Eh bien ! vous avez donc été visiter le siège de l’érudition ? — si j’avois pu le prévoir, j’aurois fait ensorte que vous y eussiez trouvé quelque chose en manière d’épître, avec une demi-douzaine de lignes de recommandation au principal du collège de Jésus. Ce digne homme étoit mon surveillant dans mes études : tant que j’ai vécu sous sa direction, il m’a toujours lâché la bride, ce qui prouve son discernement, car je n’étois pas né pour suivre la route commune ; je ne pouvois aller qu’à côté du grand chemin : il avoit assez de bon sens pour s’en apercevoir et pour ne pas serrer le licol. En effet, je ne suis nullement propre à l’attelage ; l’amble est ma véritable allure ; et pourvu que je ne lâche de ruade ni d’éclaboussure sur personne, quelqu’un a-t-il le droit de venir m’arrêter au nom du sens commun ? — que les bonnes gens rient, si tel est leur plaisir, et que grand bien leur fasse ; et réellement si, au lieu d’une lettre, j’écrivois un livre, je démontrerois la vérité de ce que je disois une fois à un grand homme d’État, orateur, politique, etc. Je disois donc : que toutes les fois que nous sourions, et mieux encore lorsque nous rions complettement, nous ajoutons quelque chose à notre portion de vie.
Mais, peut-on rester cinq jours à Cambridge ? en vérité cela passe les bornes de ma foible intelligence : n’auriez-vous pas mieux employé votre temps, si vous aviez poussé vos courageux bidets vers Coxwould ? Vous vous êtes amusé sans doute à critiquer un trou sur quelques-uns des pans de la maussade architecture de Gibb ; à mesurer la façade de la bibliothèque du collège de la Trinité ; à examiner les perfections gothiques de la chapelle du collège royal ; ou, ce qui vaut mieux, à boire du thé et à parler sentiment avec miss Cookes, ou à déranger M. Gray par une de vos visites enthousiastes.
Mais dites-moi, je vous prie, pendant tout ce temps, que faites-vous de S… ? il n’est pas homme à examiner curieusement les pesans murs des collèges ou les portraits moisis de leurs fondateurs, ni à s’égarer, comme moi, sous les saules qui couvrent les bords verdoyans de Cam, pour y évoquer les Muses : il appeleroit plutôt un sommeiller.

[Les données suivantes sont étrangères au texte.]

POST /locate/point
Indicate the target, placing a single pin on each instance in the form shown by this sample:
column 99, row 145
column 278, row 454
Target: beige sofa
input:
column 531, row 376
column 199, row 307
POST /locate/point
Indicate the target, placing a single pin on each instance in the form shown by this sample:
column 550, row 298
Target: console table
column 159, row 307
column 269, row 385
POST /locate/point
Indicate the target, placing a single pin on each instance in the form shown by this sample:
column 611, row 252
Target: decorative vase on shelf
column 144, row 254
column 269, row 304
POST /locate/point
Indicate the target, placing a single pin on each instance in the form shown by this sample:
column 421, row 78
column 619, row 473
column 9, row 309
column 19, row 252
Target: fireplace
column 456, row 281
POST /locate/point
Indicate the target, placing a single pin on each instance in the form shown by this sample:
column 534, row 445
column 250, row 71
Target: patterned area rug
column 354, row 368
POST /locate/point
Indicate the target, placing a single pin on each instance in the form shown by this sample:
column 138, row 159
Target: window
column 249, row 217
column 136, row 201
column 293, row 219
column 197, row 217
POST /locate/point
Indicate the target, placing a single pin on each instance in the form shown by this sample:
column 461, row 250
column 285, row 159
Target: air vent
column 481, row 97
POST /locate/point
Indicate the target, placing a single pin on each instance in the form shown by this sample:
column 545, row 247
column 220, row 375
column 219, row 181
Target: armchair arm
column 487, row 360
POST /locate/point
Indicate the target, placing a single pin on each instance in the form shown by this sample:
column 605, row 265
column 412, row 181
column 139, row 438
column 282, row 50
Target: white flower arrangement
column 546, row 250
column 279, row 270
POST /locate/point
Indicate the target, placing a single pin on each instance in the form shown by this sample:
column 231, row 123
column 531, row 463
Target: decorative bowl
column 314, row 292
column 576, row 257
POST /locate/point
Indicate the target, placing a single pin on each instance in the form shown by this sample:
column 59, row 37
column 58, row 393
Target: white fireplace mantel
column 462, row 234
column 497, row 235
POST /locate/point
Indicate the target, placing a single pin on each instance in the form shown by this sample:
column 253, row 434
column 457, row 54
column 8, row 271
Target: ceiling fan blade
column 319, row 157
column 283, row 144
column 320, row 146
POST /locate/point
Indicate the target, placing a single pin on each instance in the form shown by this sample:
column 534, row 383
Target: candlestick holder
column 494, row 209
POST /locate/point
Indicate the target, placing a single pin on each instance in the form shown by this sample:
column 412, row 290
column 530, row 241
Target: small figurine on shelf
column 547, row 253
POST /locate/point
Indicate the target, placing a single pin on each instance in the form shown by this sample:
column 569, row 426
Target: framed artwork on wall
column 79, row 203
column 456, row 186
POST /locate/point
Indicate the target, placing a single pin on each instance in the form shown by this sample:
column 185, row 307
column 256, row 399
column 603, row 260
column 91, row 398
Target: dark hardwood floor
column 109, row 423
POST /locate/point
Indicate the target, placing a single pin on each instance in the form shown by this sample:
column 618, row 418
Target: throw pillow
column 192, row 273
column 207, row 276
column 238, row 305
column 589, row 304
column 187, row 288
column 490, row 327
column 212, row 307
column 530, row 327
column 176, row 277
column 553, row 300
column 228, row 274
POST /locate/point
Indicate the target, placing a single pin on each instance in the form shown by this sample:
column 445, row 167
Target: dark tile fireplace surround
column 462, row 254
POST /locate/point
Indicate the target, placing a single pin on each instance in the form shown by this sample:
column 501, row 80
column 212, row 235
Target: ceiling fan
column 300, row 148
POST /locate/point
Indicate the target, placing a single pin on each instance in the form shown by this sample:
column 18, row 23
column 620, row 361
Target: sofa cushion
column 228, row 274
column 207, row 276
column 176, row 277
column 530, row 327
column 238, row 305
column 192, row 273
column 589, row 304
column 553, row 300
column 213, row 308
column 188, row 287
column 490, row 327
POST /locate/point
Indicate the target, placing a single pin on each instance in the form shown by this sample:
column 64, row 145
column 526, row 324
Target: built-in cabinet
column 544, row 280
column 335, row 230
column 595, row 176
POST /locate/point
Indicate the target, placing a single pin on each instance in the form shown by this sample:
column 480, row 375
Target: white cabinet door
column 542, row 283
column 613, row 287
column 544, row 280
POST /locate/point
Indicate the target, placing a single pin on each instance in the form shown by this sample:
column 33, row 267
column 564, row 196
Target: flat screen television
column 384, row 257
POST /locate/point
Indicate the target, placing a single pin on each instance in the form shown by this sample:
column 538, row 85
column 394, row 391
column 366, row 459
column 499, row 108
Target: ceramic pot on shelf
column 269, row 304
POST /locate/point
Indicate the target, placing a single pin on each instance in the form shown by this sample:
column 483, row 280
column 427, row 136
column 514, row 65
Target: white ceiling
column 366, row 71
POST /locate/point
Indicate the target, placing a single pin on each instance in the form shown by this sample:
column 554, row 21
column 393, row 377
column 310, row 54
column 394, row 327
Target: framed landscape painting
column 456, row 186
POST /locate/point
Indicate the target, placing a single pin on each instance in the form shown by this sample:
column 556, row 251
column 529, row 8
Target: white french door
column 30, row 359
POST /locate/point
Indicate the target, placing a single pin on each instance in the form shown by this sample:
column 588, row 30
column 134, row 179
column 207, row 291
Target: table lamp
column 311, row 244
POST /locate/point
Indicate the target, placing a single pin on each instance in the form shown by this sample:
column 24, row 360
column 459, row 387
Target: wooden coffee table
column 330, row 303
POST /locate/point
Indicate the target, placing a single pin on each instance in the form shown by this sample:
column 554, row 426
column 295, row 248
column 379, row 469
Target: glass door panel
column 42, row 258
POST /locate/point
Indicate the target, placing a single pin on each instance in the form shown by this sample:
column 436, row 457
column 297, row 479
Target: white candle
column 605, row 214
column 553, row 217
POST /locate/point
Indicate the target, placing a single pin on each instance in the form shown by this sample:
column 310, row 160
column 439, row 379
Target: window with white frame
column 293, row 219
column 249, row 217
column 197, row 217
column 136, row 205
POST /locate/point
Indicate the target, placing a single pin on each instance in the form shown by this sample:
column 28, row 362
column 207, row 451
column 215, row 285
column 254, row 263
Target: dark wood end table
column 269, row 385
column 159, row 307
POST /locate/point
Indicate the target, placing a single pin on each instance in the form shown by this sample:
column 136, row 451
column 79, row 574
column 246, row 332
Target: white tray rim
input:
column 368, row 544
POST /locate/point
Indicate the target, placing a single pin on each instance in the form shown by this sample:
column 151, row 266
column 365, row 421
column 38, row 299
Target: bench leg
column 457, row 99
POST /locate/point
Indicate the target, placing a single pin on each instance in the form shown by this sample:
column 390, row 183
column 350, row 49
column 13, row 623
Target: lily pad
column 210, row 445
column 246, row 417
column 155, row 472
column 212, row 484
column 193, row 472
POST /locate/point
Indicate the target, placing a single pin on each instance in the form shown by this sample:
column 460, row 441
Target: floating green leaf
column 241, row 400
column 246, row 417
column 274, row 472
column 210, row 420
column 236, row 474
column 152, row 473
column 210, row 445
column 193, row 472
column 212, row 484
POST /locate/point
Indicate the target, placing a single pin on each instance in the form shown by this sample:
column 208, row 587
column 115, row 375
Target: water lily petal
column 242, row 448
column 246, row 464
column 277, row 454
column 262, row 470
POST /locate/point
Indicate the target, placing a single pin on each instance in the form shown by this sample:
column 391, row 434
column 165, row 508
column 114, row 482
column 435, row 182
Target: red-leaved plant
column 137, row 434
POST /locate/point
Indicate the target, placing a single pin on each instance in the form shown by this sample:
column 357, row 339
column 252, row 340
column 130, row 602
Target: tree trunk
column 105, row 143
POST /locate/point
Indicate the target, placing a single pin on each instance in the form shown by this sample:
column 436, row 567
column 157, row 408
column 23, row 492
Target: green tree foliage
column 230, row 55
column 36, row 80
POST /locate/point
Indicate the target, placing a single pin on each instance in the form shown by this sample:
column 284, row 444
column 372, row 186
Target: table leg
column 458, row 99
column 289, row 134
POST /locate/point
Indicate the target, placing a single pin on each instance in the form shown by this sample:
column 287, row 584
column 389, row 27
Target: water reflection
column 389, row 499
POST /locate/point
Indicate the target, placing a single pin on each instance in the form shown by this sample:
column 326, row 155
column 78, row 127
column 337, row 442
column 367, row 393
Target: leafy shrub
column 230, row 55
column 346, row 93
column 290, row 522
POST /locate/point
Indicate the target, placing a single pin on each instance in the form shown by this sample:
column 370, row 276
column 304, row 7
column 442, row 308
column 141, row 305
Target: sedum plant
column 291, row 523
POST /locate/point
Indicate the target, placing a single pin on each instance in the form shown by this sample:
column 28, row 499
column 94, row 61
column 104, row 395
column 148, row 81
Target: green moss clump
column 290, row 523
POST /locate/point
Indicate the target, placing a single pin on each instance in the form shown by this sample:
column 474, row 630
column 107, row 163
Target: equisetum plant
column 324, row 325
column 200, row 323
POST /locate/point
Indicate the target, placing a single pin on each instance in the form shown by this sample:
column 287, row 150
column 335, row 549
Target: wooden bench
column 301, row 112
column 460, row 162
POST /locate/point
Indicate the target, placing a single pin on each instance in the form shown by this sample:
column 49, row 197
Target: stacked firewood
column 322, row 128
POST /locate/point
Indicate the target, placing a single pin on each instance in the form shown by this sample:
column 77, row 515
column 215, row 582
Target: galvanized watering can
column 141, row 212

Poltron comme vous êtes, comment pouvez-vous faire deux lieues ensemble dans la même chaise ? c’est sans doute par cette admirable souplesse d’esprit que vous possédez quand il vous plaît, quoique cela ne vous plaise pas toujours. En effet, je ne sais pas pourquoi l’on prendroit ses habits de cour pour aller voir des marionnettes ; mais d’un autre côté ; l’on ne doit pas se parer exclusivement pour ceux qu’on aime, quoiqu’il y ait quelque chose de noble dans cette façon d’agir. Le monde, mon cher ami, demande un autre système : car tant que les hommes seront ingrats et faux, cette confiance illimitée, cet héroïsme de l’amitié que je vous ai entendu pousser jusqu’au délire, est d’une conséquence vraiment dangereuse.
Je serois en état de prêcher un sermon là-dessus ; et en vérité, dans ma chaire, je ne serois pas plus sérieux que je le suis actuellement. Ainsi s’évanouissent les projets de cette vie : quand j’ai pris la plume, j’avois l’humeur gaie et sémillante ; maintenant me voilà devenu grave et solennel comme un concile ; mais pour reprendre ma contenance ordinaire, je n’ai qu’à voir un âne braire sur ma palissade.
Quittez, quittez votre Lincolnshire, et venez dans mon vallon ; ne voyez-vous pas que vous obsédez S… ? toutefois rappelez-moi tendrement à lui et cordialement à vous-même, car,
Je suis bien véritablement, Votre, etc.